"Il jouait du piano debout" c'est peut-être un détail pour vous mais pour Michel Berger et France Gall ça veut dire beaucoup. ça voudrait dire beaucoup aussi pour Alain le philosophe qui n'est pas indifférent non plus à la relation corps esprit où il voit plus qu'une attitude dans la vie mais une pensée ou comment on pense et pourquoi pas debout comme le faisait Aristote avec ses élèves: en marchant. Alain lui écrira (entre autres) "Si vous voulez saisir l'animal pensant dans ses réelles poésies, si souvent imprévisibles, toujours instables, regardez ses mains, regardez ce qu'il fait, s'il est assis ou levé, quel outil il tient, si sa barbe est faite, s'il a un chapeau pointu ou un bonnet de nuit."
C'est qu'Alain serait davantage trompé par les apparences que par les profondeurs de l'inconscient auquel il ne croit pas, du moins se défend de croire dans ses Propos. Mais si l'on est ni Michel Berger et France Gall ni Alain, ni chanteur ni philosophe, mais un simple lecteur, on peut néanmoins s'interroger sur ses lectures. A la recherche du temps perdu de Proust qui a été écrit couché invite à se poser pour ne pas dire à se coucher pour le lire et d'entrer avec lui dans un état de semi somnolence ou pensées et rêveries sont mêlées. On pourrait aussi parler de sensibilité maladive qui pourrait être reproché non pas bien entendu aux auteurs mais à ceux qui à la lecture de leurs ouvrages la développerait cette sensibilité maladive.

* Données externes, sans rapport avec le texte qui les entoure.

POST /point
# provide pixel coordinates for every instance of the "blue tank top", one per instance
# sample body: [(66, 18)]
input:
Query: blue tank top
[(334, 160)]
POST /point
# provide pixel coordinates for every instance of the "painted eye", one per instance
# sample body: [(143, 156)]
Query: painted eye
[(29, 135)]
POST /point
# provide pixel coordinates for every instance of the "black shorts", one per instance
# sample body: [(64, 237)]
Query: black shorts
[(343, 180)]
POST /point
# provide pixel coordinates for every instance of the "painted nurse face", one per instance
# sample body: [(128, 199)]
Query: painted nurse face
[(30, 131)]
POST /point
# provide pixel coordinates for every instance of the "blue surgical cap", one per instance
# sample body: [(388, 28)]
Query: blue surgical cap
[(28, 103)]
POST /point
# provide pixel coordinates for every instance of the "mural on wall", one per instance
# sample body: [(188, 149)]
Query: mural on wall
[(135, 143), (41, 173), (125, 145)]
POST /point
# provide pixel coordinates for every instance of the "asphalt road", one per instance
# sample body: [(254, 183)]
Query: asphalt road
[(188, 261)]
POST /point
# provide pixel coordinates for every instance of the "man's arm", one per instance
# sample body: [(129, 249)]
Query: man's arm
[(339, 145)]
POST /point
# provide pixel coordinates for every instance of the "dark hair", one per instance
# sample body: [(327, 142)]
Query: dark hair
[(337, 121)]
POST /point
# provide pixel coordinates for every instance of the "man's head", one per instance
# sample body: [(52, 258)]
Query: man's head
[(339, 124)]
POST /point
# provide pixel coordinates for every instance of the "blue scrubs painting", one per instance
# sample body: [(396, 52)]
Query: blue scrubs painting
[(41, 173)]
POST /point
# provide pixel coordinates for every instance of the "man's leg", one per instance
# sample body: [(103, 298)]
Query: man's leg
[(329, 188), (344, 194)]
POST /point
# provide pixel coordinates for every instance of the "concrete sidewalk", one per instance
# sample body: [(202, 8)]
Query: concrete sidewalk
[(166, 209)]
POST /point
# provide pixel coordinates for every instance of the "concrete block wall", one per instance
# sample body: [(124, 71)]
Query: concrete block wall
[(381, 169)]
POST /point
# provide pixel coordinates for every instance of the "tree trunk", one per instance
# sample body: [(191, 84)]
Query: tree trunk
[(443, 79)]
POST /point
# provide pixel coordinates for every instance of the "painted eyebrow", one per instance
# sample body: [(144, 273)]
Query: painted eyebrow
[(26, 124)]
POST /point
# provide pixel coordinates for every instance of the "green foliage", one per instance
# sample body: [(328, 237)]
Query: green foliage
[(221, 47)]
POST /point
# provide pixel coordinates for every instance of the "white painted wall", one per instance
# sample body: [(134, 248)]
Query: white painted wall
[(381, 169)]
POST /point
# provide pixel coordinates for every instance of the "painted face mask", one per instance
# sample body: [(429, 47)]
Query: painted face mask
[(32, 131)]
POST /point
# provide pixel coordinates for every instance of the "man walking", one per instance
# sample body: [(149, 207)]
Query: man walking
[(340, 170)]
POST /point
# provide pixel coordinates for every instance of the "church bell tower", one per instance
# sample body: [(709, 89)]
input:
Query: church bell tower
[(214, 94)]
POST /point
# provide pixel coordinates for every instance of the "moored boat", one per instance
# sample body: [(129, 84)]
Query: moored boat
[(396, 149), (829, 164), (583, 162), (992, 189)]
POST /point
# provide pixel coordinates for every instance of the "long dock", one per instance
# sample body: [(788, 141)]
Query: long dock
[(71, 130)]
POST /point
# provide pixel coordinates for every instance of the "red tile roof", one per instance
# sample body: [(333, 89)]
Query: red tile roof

Si je dis cela c'est que malade je lisais alors beaucoup et c'était quand il me fut reproché d'avoir une sensibilité maladive que bien entendu jamais lecture n'a guérie. Sans vouloir en dire le plus grand mal (de la lecture) parce que toujours (quoique beaucoup moins, sont passés les premiers amours) je la chérie. Je dis aussi l'avoir souvent contré (ma sensibilité maladive) par la pratique du sport et avoir constaté que cela me rendait alors plus apte que la lecture aux contacts plus rudes du quotidien et de mon milieu auxquels ma condition laborieuse me soumettait. C'est qu'il m'est étrange de penser que les livres seraient écrits par des êtres chétifs et maladifs pour des êtres rustres et bien portants, connaissant du moins davantage qu'eux la position debout comme pour qu'ils aient une pensée plus assise, voire comprennent mieux à défaut de sentir vraiment une sensibilité qui serait celle de l'homme couché et souffreteux.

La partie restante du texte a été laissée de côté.